Donc, première citation qui est effectivement conforme à la pensée de Marx. La marchandise est hiérarchique, quand on va jusqu’au bout de l’analyse de la marchandise par Marx, on aboutit à l’identification du mouvement de la valeur comme sujet automate et on aboutit donc à cette espèce de dépréciation des deux pôles de ce mouvement et des agents de fonction qui les incarnent de manière empirique, comme étant quelque chose comme une erreur. Erreur qui en revanche constitue la vulgate du marxisme traditionnel. Marxisme traditionnel qui date de plus d’un siècle, partait de la première observation de la misère, de l’opposition de classe. Deuxième citation : « le monde de la marchandise est fondé sur une opposition de classe ». Cette formule qui est également extraite de l’extrait de l’essai cité, elle contredit la formule précédente. Car pour Marx, ce n’est pas l’opposition de classe qui fonde le monde de la marchandise, c’est au contraire le monde de la marchandise qui fonde l’opposition de classe. Encore une fois, bourgeois et prolétaires ne sont que des agents de fonction du cycle de la valorisation. Et on touche là à l’équivoque de la critique situationniste de la marchandise et de la notion de spectacle. Une équivoque que l’Internationale partage d’ailleurs avec l’ensemble du marxisme traditionnel, y compris dans ses courants hétérodoxes. J’ai tout à l’heure presque paraphrasé Georg Lukacs.

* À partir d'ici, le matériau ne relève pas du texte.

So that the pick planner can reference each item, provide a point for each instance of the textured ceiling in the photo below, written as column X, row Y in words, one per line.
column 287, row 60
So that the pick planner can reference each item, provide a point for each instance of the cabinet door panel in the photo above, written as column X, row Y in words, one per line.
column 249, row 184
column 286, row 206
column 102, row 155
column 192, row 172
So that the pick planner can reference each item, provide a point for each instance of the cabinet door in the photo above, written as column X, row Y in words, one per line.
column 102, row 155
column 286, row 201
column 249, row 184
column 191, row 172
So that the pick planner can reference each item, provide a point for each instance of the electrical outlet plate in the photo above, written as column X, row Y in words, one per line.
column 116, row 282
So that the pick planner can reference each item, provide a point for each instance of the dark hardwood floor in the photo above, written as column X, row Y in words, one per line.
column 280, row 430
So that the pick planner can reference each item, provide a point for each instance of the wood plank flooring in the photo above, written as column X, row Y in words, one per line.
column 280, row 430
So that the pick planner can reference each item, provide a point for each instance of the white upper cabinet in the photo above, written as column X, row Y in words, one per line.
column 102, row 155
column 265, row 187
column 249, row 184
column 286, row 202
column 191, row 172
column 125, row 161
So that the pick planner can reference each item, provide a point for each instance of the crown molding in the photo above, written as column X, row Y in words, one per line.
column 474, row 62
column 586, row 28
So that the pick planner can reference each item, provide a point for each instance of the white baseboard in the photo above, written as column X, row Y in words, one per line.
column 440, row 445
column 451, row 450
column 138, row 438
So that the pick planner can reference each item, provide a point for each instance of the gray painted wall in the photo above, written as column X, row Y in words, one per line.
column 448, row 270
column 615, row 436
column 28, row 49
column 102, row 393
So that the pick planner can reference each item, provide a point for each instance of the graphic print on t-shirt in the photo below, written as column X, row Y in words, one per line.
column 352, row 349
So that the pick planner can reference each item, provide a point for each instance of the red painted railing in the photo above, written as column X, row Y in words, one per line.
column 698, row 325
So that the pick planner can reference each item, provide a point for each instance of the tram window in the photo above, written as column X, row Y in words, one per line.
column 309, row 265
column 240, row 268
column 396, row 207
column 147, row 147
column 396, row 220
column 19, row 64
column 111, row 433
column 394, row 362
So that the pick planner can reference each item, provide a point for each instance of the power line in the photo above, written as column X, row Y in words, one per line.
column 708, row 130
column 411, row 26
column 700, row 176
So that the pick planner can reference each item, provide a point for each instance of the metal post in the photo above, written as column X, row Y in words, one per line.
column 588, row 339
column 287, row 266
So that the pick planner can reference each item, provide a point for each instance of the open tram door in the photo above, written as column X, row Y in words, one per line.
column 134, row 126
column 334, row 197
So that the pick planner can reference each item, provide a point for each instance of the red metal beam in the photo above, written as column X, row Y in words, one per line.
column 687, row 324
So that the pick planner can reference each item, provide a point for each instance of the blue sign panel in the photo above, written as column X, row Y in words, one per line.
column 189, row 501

Ce qui est en question ici c’est le fétichisme de la marchandise. En prenant pour cible la société de la marchandise, société spectaculaire, société spectaculaire-marchande, l’Internationale Situationniste ne s’est pas trompée d’ennemi. Le paradoxe en revanche, c’est que par son refus radical du travail et son refus radical du spectacle, elle se donnait aussi les armes pour en faire une critique radicale. Une critique à partir de la racine. Et de ces armes, l’Internationale Situationniste n’a pas évalué toute sa portée. Quand je parle de refus radical du travail, je pense par exemple au slogan « Ne travaillez jamais ». Slogan tracé parait-il par Guy Debord en 1953 rue de Seine et qui lui était particulièrement cher, puisqu’il le reproduit dans le tome second de ses Panégyriques (1997 chez Fayard). L’Internationale Situationniste n’a pas été conséquente, elle s’est donnée les armes d’une critique radicale de la société spectaculaire-marchande, mais elle a maintenant la position traditionnelle qui fait de la lutte des classes le phénomène premier et la circulation des marchandises le phénomène second. En quelque sorte elle a reculé devant l’analyse du fétichisme de la marchandise, l’analyse de la forme valeur, l’analyse de son emprise sur la totalité sociale, ce qui l’aurait amené à critiquer toutes les catégories fétiches secrétées par la forme valeur. Or, seule la critique de la forme-valeur est susceptible de donner la clé des formes spectaculaires et de déterminer la réalité de ces formes.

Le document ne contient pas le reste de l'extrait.